We simulate 360 minutes (6 hours) using the real landscape and observed weather conditions. The effective wind speed (average of sustained and gust) captures the influence of gusts on fire spread better than sustained speed alone.

Code
fuel_table = create_standard_fuel_table(Float64)

# Weather from KBDU observations: effective wind speed during peak period
weather = ConstantWeather(
    wind_speed_mph = eff_mph,
    wind_direction = avg_dir,
    M1 = 0.03,    # 3% — extremely dry (December, chinook winds)
    M10 = 0.05,
    M100 = 0.08,
    MLH = 0.30,   # Low live moisture (dormant season)
    MLW = 0.60
)

state = FireState(ncols, nrows, cellsize)

# Ignite near the NIFC-reported origin (small circle to account for
# positional uncertainty in the ignition coordinates)
ignite_circle!(state, ign_col, ign_row, 3.0, 0.0)

# Capture snapshots for animation
n_frames = 40
dt_frame = 360.0 / n_frames  # 9 min per frame
frames_burned = [copy(state.burned)]
frames_toa = [copy(state.time_of_arrival)]
frame_times = [0.0]

for i in 1:n_frames
    t_start = (i - 1) * dt_frame
    t_stop = i * dt_frame
    simulate!(state, fuel_ids, fuel_table, weather,
        slope, aspect, t_start, t_stop;
        dt_initial = 0.5)
    push!(frames_burned, copy(state.burned))
    push!(frames_toa, copy(state.time_of_arrival))
    push!(frame_times, t_stop)
end

println("Simulation complete: $(length(frames_burned)) frames captured")
println("Burned area: $(round(get_burned_area_acres(state), digits=0)) acres")
println("NIFC reported: $(round(feat.properties.poly_GISAcres, digits=0)) acres")
Simulation complete: 41 frames captured
Burned area: 9391.0 acres
NIFC reported: 6080.0 acres

Animated Fire Progression

Five visual layers per frame: terrain contours, burned area (time-of-arrival), simulated fire perimeter, the NIFC real fire perimeter (cyan dashed), and wind particles.

Code
dest_crs = "+proj=longlat +datum=WGS84"
fig = Figure(size = (800, 500))

ga = GeoAxis(fig[1, 1];
    source = proj4_str, dest = dest_crs,
    title = "Marshall Fire — t = 0 min"
)
hidedecorations!(ga)

# Layer 1: terrain contours (static base)
contour!(ga, xs, ys, elevation; color = :gray70, linewidth = 0.4, levels = 10)

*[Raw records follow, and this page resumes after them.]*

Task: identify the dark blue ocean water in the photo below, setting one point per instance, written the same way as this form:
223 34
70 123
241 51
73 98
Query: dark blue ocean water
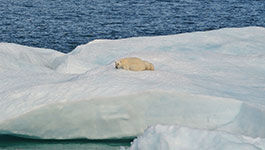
64 24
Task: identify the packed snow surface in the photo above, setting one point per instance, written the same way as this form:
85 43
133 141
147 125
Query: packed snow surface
161 137
212 80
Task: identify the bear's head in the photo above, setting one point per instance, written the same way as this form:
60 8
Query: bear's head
118 64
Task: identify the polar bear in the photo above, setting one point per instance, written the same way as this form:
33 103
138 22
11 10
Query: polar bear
133 64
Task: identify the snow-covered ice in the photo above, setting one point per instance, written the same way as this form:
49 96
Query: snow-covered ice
213 80
161 137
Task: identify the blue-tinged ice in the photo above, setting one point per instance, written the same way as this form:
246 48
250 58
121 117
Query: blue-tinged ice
212 80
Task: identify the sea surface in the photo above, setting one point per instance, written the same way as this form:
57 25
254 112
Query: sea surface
64 24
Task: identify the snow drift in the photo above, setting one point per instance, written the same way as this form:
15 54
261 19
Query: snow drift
176 137
208 80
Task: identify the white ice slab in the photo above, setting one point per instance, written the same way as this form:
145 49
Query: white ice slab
211 80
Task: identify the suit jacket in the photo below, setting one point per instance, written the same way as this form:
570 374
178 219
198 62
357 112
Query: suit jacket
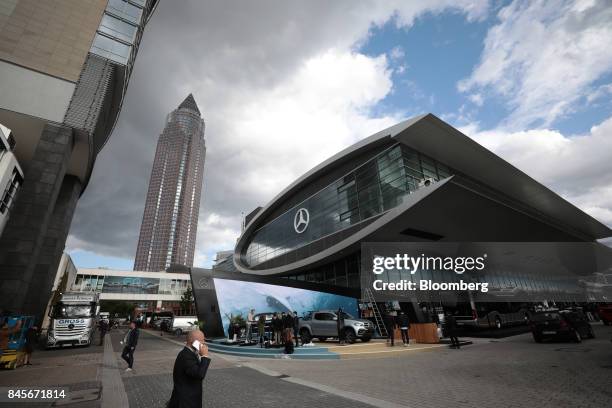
188 374
132 338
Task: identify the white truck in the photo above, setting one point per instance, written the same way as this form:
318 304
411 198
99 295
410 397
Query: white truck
73 320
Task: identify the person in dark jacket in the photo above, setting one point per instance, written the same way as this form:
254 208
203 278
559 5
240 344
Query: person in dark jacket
190 368
277 326
103 327
390 325
340 325
296 328
451 330
129 345
404 324
31 336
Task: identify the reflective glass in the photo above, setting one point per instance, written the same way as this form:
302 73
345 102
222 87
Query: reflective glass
111 49
117 28
378 185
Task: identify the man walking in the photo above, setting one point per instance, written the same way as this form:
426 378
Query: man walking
390 324
129 345
451 330
340 325
404 324
189 371
296 328
103 326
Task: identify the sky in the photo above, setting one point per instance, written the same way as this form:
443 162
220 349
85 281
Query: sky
283 85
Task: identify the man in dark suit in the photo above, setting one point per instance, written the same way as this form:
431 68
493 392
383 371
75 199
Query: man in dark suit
129 345
189 371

# Layer 2: time-of-arrival heatmap (dynamic)
toa_obs = Observable(fill(NaN, ncols, nrows))
hm = heatmap!(ga, xs, ys, toa_obs;
    colormap = :YlOrRd, colorrange = (0, 360), nan_color = :transparent)
Colorbar(fig[1, 2], hm; label = "Time (min)")

# Layer 3: simulated fire perimeter (dynamic)
perim_obs = Observable(Point2f[])
scatter!(ga, perim_obs; color = :orangered, markersize = 3, strokewidth = 0)

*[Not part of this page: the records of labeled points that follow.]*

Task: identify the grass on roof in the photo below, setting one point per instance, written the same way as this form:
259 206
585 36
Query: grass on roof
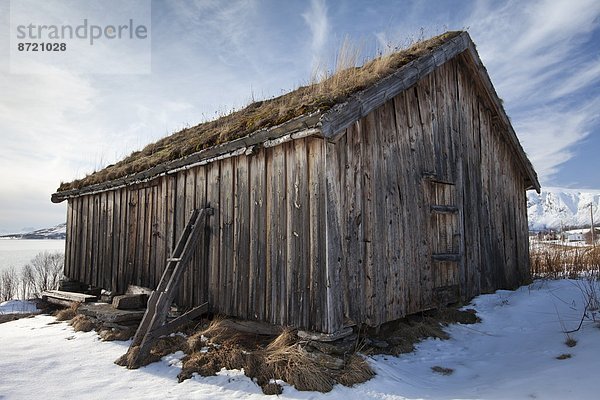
319 96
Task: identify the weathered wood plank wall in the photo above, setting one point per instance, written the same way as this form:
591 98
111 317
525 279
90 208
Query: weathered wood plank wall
417 203
266 257
436 144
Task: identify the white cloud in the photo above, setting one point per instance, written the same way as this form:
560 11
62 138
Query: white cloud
532 51
318 23
549 133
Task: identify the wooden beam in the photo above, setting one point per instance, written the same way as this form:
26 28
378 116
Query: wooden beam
68 296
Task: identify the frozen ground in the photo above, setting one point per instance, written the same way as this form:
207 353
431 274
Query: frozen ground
511 354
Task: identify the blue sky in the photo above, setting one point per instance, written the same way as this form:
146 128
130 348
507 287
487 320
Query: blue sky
209 57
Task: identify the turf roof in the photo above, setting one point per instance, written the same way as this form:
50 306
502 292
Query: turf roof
317 97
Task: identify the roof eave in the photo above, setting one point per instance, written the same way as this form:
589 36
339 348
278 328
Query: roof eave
305 125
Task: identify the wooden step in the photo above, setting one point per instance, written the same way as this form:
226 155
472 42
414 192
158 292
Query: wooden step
61 297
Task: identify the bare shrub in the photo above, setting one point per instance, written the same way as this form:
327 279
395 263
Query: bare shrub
81 323
557 261
45 271
67 314
8 284
27 282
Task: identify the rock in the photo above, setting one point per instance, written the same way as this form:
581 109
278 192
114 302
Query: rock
339 347
382 344
130 301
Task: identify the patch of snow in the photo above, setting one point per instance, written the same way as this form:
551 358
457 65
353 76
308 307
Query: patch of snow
18 307
511 354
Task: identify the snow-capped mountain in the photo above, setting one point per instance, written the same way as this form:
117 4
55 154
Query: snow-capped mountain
556 207
57 232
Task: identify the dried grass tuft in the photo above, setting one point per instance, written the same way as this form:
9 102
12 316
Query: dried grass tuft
109 335
356 371
442 370
272 389
319 96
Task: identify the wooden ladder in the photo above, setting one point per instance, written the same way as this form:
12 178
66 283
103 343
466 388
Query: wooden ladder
154 323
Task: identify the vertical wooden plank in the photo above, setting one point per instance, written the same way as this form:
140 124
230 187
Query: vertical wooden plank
179 220
95 243
141 238
226 277
316 183
67 271
368 207
155 200
201 255
297 233
213 199
108 245
117 240
334 167
132 219
191 269
161 236
125 243
276 239
241 258
258 235
355 297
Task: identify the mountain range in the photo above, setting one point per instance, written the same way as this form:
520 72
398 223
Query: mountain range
57 232
554 208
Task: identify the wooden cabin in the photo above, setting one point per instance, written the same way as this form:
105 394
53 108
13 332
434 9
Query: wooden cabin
405 192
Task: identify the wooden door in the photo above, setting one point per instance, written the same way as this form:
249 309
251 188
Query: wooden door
445 240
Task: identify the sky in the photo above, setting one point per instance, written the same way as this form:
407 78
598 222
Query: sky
207 58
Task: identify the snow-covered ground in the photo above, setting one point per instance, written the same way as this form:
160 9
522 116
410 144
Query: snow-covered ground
511 354
17 307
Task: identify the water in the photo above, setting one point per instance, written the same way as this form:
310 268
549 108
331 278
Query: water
16 253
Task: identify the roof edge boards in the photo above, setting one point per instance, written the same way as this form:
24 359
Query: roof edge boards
303 126
362 103
511 135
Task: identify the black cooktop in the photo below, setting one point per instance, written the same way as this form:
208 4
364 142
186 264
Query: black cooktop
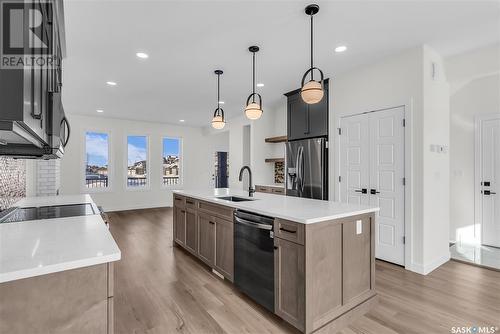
46 212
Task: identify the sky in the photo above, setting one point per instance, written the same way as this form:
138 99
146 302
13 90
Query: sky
170 146
137 149
97 148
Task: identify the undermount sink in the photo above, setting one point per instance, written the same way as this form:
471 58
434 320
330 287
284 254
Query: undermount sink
235 199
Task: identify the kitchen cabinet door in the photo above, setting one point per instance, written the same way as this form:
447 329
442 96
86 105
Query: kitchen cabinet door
289 283
191 231
206 238
180 225
224 249
297 117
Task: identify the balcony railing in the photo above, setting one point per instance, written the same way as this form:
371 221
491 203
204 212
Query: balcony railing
170 180
136 181
101 181
96 181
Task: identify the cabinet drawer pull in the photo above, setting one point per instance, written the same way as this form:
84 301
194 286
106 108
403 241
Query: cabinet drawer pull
285 230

# Layer 4: NIFC real fire perimeter (static)
lines!(ga, perim_x_crs, perim_y_crs; color = :cyan, linestyle = :dash, linewidth = 1.5)

# Layer 5: wind particles (dynamic)
n_particles = 80
x_min, x_max = xs[1], xs[end]
y_lo, y_hi = min(ys[1], ys[end]), max(ys[1], ys[end])
wx_crs = [x_min + rand() * (x_max - x_min) for _ in 1:n_particles]
wy_crs = [y_lo + rand() * (y_hi - y_lo) for _ in 1:n_particles]
wind_obs = Observable([Point2f(wx_crs[k], wy_crs[k]) for k in eachindex(wx_crs)])
scatter!(ga, wind_obs; color = (:white, 0.6), markersize = 3, strokewidth = 0)

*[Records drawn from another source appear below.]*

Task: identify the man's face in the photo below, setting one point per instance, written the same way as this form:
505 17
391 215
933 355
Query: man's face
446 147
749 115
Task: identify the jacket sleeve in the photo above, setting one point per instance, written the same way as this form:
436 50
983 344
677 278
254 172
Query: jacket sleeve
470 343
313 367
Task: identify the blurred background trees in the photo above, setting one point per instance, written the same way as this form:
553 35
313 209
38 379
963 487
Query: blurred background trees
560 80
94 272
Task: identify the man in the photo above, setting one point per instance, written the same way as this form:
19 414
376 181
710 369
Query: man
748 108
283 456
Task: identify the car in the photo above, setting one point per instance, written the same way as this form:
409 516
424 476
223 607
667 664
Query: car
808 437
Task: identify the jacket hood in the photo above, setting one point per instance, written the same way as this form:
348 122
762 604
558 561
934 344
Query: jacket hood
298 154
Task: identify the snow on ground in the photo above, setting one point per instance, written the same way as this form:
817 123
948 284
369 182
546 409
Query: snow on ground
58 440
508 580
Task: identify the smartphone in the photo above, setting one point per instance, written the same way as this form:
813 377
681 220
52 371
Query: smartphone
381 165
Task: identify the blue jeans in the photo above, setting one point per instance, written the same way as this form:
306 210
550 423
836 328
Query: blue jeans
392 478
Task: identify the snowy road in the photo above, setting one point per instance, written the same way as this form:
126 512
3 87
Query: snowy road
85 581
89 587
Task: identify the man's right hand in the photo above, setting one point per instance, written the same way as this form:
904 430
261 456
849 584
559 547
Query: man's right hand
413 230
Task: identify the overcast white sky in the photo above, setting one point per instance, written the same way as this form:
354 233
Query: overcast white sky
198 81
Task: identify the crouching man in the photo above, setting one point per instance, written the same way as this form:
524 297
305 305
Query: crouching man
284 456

# Wind vector components (from WSW = 250 deg → blows ENE)
wind_rad = avg_dir * pi / 180
wind_dx = -sin(wind_rad)
wind_dy = -cos(wind_rad)

record(fig, "marshall_fire.gif", eachindex(frame_times); framerate = 4) do i
    ga.title = "Marshall Fire — t = $(round(Int, frame_times[i])) min"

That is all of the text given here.